The high number of hybrids consistent with F1 hybridization suggests that, overall, recent hybrid grape breeding has not followed standard breeding practices that aim to introgress desirable traits from wild species by repeatedly backcrossing to elite germplasm. Alternatively, because breeders often target numerous traits for introgression from the wild, the optimal V. vinifera content may be lower than the desired elite content in other crops. Ultimately, the crucial factor will be which desirable parts of each ancestral genome are captured, rather than the final V. vinifera percentage.

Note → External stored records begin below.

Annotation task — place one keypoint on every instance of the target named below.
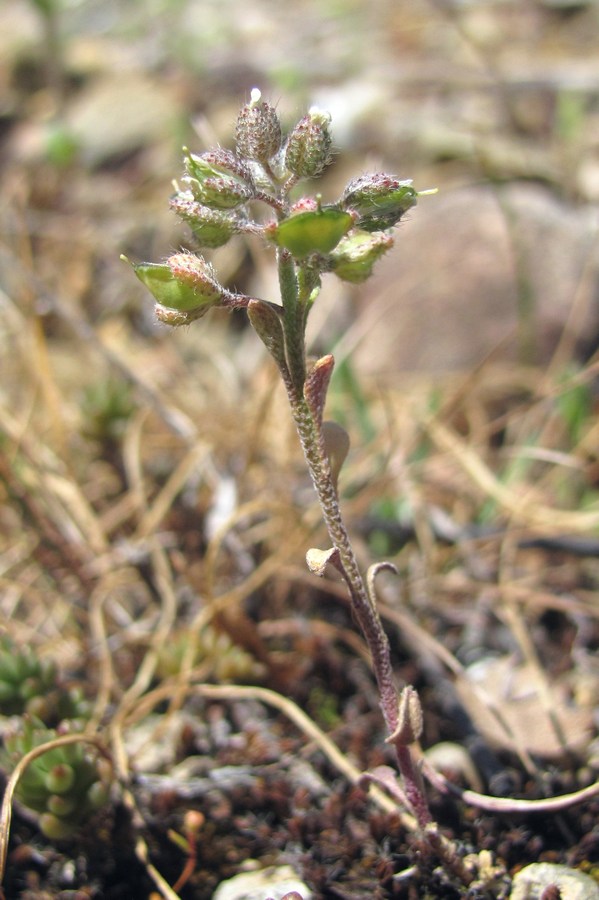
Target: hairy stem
(311, 436)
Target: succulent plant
(225, 659)
(30, 684)
(64, 786)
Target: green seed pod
(55, 828)
(211, 227)
(185, 283)
(354, 257)
(61, 806)
(379, 201)
(317, 231)
(213, 184)
(308, 149)
(59, 779)
(258, 130)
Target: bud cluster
(32, 685)
(64, 786)
(219, 189)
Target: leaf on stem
(336, 445)
(317, 384)
(267, 325)
(318, 560)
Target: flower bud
(379, 200)
(183, 284)
(211, 227)
(314, 231)
(308, 149)
(214, 180)
(354, 257)
(258, 130)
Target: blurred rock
(448, 294)
(121, 113)
(531, 883)
(272, 883)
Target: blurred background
(151, 486)
(494, 103)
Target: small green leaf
(317, 231)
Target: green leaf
(316, 231)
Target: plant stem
(312, 440)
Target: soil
(151, 487)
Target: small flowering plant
(218, 196)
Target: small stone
(272, 883)
(531, 882)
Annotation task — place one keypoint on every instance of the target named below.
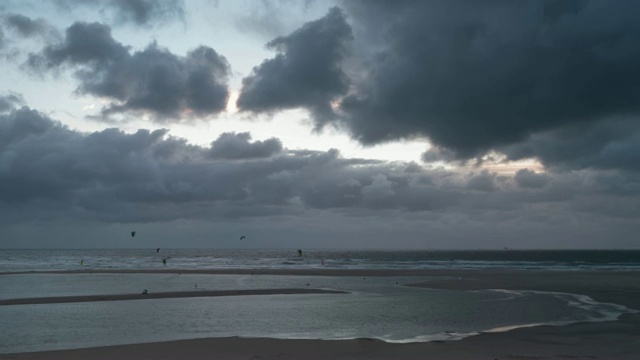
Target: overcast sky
(319, 124)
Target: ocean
(36, 260)
(375, 307)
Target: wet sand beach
(594, 340)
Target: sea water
(29, 260)
(374, 307)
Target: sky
(456, 124)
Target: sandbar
(612, 340)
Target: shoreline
(618, 339)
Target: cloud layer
(153, 81)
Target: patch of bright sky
(238, 30)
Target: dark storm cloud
(27, 27)
(234, 146)
(473, 76)
(306, 72)
(526, 178)
(85, 44)
(612, 144)
(152, 81)
(48, 171)
(140, 12)
(10, 101)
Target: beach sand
(604, 340)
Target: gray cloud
(48, 171)
(10, 101)
(473, 76)
(139, 12)
(306, 72)
(234, 146)
(153, 80)
(611, 144)
(26, 27)
(526, 178)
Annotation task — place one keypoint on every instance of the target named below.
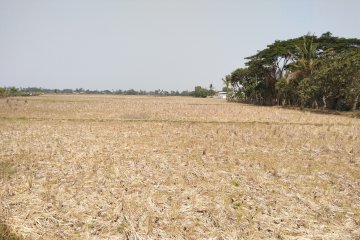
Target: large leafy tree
(301, 71)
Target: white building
(221, 95)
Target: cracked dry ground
(106, 167)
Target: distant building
(221, 95)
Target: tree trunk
(355, 103)
(315, 104)
(324, 102)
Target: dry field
(114, 167)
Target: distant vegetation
(309, 71)
(31, 91)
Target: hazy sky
(151, 44)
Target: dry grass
(106, 167)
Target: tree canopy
(307, 71)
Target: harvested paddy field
(114, 167)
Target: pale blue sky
(151, 44)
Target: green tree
(200, 92)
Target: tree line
(308, 71)
(33, 91)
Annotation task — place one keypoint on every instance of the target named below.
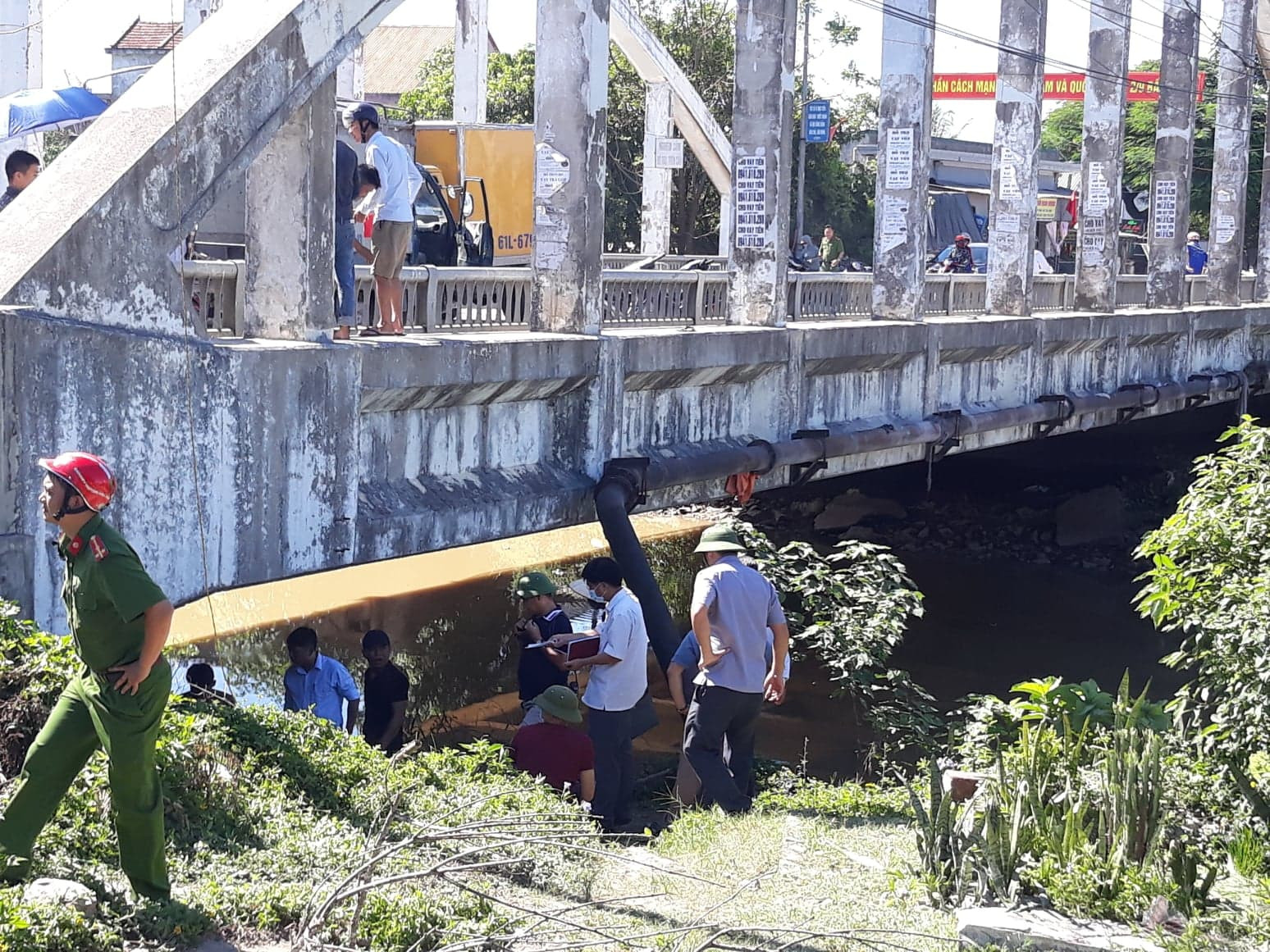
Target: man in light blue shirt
(318, 683)
(733, 606)
(394, 215)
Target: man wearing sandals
(394, 213)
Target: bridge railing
(669, 263)
(213, 292)
(489, 298)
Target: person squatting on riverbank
(553, 749)
(318, 683)
(541, 620)
(120, 621)
(618, 681)
(732, 608)
(386, 690)
(202, 686)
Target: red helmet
(87, 474)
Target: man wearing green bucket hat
(551, 749)
(733, 606)
(540, 665)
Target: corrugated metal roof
(393, 56)
(148, 36)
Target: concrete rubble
(62, 893)
(1045, 931)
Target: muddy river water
(987, 626)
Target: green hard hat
(532, 584)
(559, 702)
(719, 539)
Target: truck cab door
(436, 233)
(475, 222)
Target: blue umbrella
(43, 109)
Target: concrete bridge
(253, 447)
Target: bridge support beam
(762, 116)
(1175, 134)
(472, 60)
(570, 95)
(290, 226)
(903, 162)
(1098, 266)
(654, 233)
(1012, 206)
(1231, 151)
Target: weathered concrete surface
(291, 224)
(1231, 151)
(658, 184)
(472, 60)
(1045, 931)
(1016, 140)
(570, 109)
(1098, 266)
(308, 456)
(154, 162)
(903, 162)
(1175, 134)
(761, 132)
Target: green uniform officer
(120, 622)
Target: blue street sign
(817, 121)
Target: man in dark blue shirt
(541, 617)
(345, 234)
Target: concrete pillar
(654, 230)
(1098, 266)
(1231, 153)
(1012, 206)
(1172, 175)
(761, 139)
(290, 222)
(903, 162)
(472, 60)
(570, 95)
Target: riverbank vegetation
(1146, 810)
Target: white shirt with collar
(619, 687)
(399, 180)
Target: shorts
(391, 244)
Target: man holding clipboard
(616, 658)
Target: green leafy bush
(264, 810)
(850, 608)
(1209, 584)
(792, 792)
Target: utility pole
(802, 148)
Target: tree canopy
(1062, 130)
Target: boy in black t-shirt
(541, 617)
(385, 690)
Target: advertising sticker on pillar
(550, 171)
(1165, 210)
(669, 154)
(751, 224)
(899, 159)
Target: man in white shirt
(394, 215)
(733, 606)
(618, 681)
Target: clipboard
(583, 648)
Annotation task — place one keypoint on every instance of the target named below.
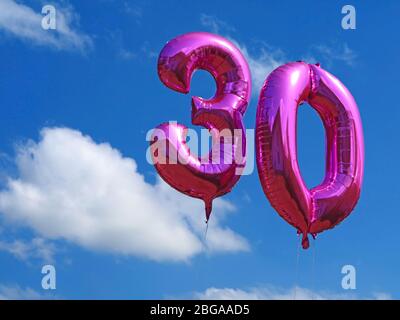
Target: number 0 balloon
(323, 207)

One instance where repeated backcrossing to V. vinifera has been exploited is in the development of Pierce’s disease (PD) resistant wine grapes by tracking PD resistance alleles from the wild species V. arizonica through MAS [43]. Seedlings resistant to PD were repeatedly backcrossed to V. vinifera, resulting in progeny with 97 % V. vinifera ancestry in the fifth generation, a value much higher than any estimates of commercial cultivars examined in this study [44]. There are many more opportunities for desirable traits, such as cold hardiness, to be introgressed from wild Vitis species into novel elite cultivars [45].

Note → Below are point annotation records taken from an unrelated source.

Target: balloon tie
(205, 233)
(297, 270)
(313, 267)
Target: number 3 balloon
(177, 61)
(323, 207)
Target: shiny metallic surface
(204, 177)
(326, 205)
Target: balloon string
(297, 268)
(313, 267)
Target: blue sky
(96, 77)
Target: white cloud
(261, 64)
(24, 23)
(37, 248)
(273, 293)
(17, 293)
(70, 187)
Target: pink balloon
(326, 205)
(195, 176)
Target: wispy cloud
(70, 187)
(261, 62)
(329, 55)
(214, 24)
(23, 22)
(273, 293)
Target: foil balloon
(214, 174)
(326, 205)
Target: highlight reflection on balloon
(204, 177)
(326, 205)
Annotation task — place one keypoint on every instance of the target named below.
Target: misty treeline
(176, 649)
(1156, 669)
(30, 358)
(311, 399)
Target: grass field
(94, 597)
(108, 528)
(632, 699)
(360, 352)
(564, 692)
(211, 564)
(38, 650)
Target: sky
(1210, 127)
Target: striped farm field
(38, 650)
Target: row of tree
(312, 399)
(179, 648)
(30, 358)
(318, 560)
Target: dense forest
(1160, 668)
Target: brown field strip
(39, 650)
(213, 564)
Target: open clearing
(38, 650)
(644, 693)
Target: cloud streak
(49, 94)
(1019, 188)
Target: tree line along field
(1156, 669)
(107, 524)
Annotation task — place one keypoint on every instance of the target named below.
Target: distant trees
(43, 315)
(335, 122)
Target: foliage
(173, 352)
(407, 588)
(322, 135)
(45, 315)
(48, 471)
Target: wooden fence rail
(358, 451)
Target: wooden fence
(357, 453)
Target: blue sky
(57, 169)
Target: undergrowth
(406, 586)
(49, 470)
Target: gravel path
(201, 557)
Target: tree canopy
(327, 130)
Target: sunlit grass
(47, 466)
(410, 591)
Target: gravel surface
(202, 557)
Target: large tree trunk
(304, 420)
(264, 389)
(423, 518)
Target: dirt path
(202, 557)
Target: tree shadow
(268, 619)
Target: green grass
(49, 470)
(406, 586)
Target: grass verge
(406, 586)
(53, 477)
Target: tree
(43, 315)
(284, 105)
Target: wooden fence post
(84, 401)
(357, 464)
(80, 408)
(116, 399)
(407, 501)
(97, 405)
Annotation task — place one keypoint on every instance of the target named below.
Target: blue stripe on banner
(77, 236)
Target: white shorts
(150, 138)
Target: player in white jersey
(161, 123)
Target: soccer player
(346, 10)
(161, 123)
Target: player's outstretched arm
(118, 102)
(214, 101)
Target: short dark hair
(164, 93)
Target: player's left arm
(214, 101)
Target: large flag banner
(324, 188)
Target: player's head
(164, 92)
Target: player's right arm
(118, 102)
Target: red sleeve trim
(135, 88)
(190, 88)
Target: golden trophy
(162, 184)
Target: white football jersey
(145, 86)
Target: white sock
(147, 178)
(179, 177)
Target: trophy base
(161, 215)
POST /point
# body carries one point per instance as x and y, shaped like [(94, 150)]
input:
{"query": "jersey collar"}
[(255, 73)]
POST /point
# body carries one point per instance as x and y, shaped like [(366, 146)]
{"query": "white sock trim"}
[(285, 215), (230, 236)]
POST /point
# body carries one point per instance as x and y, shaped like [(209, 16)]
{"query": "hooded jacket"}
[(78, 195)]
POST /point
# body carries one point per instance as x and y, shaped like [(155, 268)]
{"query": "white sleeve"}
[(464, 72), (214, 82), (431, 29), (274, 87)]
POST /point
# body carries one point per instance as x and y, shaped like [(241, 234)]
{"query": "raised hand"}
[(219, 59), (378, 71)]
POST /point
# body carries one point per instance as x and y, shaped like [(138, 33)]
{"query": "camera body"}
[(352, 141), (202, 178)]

The use of molecular markers can also allow breeders to introgress multiple resistance genes into a single variety, a process called pyramiding [46]. ‘Regent’ is a cross between ‘Diana’, a V. vinifera variety, and the hybrid grape ‘Chambourcin’, which has 46 % V. vinifera ancestry according to our work. Based on these values, the expected V. vinifera ancestry of ‘Regent’ is approximately 73 %, and our estimate is 68 %. The complex pedigree of ‘Regent’ enabled the introgression of mildews and botrytis disease resistance from several Vitis species as well as high frost tolerance and early maturity [47]. In 2013, ‘Regent’ ranked 12th in Germany according to total acreage [48]. Recently, 'Regent' was crossed with VHR 3082-1-42 (Muscadinia rotundifolia x V. vinifera, then backcrossed four times with V. vinifera) to successfully combine powdery and downy mildew resistance genes into a single variety whose ancestry likely exceeds 80 % V. vinifera [49].
The Institute for Grapevine Breeding Geilweilerhof, which developed ‘Regent’, bred 6 of the 7 cultivars with the highest V. vinifera content in our study (Fig. 3b). Thus, some breeders have produced hybrids with a high percentage of V. vinifera ancestry while retaining desirable characteristics from wild species. However, the overall lack of evidence for repeated backcrossing to V. vinifera in hybrid grape breeding indicates that grape breeders have yet to fully exploit the potential of combining key traits from wild species into novel cultivars with high V. vinifera content.